Наша семья не отличалась особой религиозностью. Конечно, родители соблюдали еврейский образ жизни: и кошер, и все еврейские праздники. Но религия сама по себе — в той мере, в которой она отделяется от традиции, играла в нашей жизни очень небольшую роль. Не помню, чтобы я ребенком много думала о Боге или молилась личному божеству, хотя, когда я стала старше уже в Америке, — я иногда спорила с мамой о религии. Помню, однажды она захотела доказать мне, что Бог существует. Она сказала: «Почему, например, идет дождь или снег?» Я ответила ей то, чему меня научили в школе, и она сказала: «Ну, Голделе, раз ты такая умная, сделай, чтобы пошел дождь». Поскольку никто в те дни не слыхивал о возможности сеять тучи, я не нашлась, что ответить. А с положением, что евреи — избранный народ, я никогда полностью не соглашалась. Мне казалось, да и сейчас кажется, правильнее считать, что не Бог избрал евреев, но евреи были первым народом, избравшим Бога, первым народом в истории, совершившим нечто воистину революционное, и этот выбор и сделал еврейский народ единственным в своем роде.

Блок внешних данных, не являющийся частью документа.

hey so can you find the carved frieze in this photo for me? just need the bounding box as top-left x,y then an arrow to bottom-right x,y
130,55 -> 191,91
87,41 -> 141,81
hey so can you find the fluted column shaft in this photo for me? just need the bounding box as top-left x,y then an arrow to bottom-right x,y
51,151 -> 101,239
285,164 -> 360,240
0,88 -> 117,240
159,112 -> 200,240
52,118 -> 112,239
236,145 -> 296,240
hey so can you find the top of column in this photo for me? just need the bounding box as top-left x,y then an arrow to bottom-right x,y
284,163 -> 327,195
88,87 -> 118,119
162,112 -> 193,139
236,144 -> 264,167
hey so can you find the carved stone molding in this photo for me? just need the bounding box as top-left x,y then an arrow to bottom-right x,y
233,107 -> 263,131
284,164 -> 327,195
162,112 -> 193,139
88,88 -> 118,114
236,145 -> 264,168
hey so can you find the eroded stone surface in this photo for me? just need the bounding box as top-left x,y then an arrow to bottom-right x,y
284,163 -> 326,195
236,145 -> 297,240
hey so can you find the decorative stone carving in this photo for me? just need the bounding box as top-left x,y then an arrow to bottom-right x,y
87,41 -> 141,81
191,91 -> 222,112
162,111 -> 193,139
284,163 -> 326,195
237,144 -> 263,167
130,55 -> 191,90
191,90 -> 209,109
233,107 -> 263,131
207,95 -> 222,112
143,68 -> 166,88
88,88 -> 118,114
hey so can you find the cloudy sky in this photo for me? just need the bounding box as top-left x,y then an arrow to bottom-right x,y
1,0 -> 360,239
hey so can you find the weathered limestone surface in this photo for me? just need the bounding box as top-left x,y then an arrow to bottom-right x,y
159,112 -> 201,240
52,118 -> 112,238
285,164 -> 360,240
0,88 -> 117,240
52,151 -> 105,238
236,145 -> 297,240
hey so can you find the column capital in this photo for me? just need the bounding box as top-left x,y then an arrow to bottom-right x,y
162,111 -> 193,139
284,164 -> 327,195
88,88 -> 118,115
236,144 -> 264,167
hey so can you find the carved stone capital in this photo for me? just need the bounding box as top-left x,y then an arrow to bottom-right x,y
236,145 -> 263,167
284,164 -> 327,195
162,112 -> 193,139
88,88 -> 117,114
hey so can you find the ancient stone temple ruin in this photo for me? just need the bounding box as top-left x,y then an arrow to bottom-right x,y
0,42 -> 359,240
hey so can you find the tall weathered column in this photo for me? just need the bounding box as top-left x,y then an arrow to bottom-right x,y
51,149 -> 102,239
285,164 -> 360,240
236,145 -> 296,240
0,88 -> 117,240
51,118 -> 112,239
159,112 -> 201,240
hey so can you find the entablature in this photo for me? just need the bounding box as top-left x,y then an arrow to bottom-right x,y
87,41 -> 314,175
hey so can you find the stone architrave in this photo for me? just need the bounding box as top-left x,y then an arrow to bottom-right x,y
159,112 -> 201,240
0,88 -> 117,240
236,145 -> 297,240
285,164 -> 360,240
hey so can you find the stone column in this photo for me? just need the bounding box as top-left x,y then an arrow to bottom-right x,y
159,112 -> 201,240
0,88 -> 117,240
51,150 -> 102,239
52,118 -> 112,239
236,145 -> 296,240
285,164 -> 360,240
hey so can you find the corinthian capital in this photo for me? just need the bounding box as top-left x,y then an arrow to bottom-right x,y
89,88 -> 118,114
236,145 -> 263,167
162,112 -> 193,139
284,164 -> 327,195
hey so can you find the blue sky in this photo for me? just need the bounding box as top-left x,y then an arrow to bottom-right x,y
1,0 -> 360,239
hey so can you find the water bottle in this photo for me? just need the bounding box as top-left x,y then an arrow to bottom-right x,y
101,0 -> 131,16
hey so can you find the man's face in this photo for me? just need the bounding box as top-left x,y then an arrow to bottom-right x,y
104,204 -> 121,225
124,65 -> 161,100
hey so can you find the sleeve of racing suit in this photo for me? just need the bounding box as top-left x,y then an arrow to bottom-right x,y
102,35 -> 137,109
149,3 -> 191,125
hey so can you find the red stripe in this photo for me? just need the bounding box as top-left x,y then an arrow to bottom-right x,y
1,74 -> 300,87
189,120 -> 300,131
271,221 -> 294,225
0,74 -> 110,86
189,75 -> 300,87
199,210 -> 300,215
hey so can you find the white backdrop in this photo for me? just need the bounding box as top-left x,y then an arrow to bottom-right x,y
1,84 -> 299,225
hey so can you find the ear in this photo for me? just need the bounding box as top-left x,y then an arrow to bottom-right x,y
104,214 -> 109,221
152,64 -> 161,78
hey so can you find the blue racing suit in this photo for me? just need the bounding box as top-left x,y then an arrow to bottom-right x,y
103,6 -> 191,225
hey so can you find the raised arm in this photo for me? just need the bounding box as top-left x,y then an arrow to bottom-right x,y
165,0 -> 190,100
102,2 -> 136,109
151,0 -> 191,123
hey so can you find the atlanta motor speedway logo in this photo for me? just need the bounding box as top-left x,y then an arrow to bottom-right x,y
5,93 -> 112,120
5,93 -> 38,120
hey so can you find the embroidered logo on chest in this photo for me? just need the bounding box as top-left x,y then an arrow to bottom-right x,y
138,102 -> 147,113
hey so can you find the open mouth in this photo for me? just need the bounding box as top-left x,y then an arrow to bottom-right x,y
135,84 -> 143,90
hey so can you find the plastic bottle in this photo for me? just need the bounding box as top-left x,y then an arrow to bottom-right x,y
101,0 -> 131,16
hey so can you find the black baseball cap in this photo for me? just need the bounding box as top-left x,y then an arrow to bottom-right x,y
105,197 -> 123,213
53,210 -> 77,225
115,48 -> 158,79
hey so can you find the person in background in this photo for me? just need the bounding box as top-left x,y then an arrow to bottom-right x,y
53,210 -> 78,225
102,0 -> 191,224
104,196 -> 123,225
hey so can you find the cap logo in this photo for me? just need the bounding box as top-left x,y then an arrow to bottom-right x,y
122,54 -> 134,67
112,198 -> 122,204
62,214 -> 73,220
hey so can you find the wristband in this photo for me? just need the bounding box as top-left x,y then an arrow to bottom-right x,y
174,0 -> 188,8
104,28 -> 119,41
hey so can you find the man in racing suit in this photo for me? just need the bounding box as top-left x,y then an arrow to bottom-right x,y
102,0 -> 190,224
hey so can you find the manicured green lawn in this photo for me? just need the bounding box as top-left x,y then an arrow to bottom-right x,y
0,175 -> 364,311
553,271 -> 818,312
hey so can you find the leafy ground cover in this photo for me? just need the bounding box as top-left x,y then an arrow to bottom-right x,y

Как бы то ни было, в этом — как и во всем другом — мы жили как все евреи городов и местечек Восточной Европы. По воскресеньям и в дни поста ходили в «шул» (синагогу), благословляли субботу и держали два календаря: один русский, другой — относящийся к далекой стране, из которой мы были изгнаны 2000 лет назад и чьи смены времен года и древние обычаи мы все еще отмечали в Киеве и в Пинске.
Родители переехали в Киев, когда Шейна была еще совсем маленькая — а она старше меня на девять лет. Отец хотел улучшить свое материальное положение, и хотя Киев не входил в черту оседлости, а за ее пределами евреям, как правило, жить воспрещалось, он все же был ремесленником, и если бы ему удалось на проверке доказать, что он квалифицированный плотник, он получил бы драгоценное разрешение — перебраться в Киев. Он сделал прекрасный шахматный столик, прошел испытание, и мы набили наши мешки и покинули Пинск, полные надежд. В Киеве отец нашел казенную работу — он делал мебель для школьных библиотек — и даже получил аванс. На эти деньги, и еще на те, которые они с мамой взяли в долг, он построил маленькую столярную мастерскую. Казалось, все пойдет хорошо. Но потом работы не стало. Может, это было потому, как он говорил, что он был еврей, а Киев славился антисемитизмом. Как бы то ни было, скоро не стало ни работы, ни денег, а были только долги, которые каким-то образом надо было заплатить. И эта ситуация повторялась снова и снова на всем протяжении моих детских лет.
Отец стал искать хоть какую-нибудь работу, он пропадал целыми днями и вечерами, а когда возвращался домой после хождения по темным, ледяным зимним улицам, в доме редко бывали продукты, чтобы сварить ему горячую еду. Надо было обходиться хлебом с селедкой.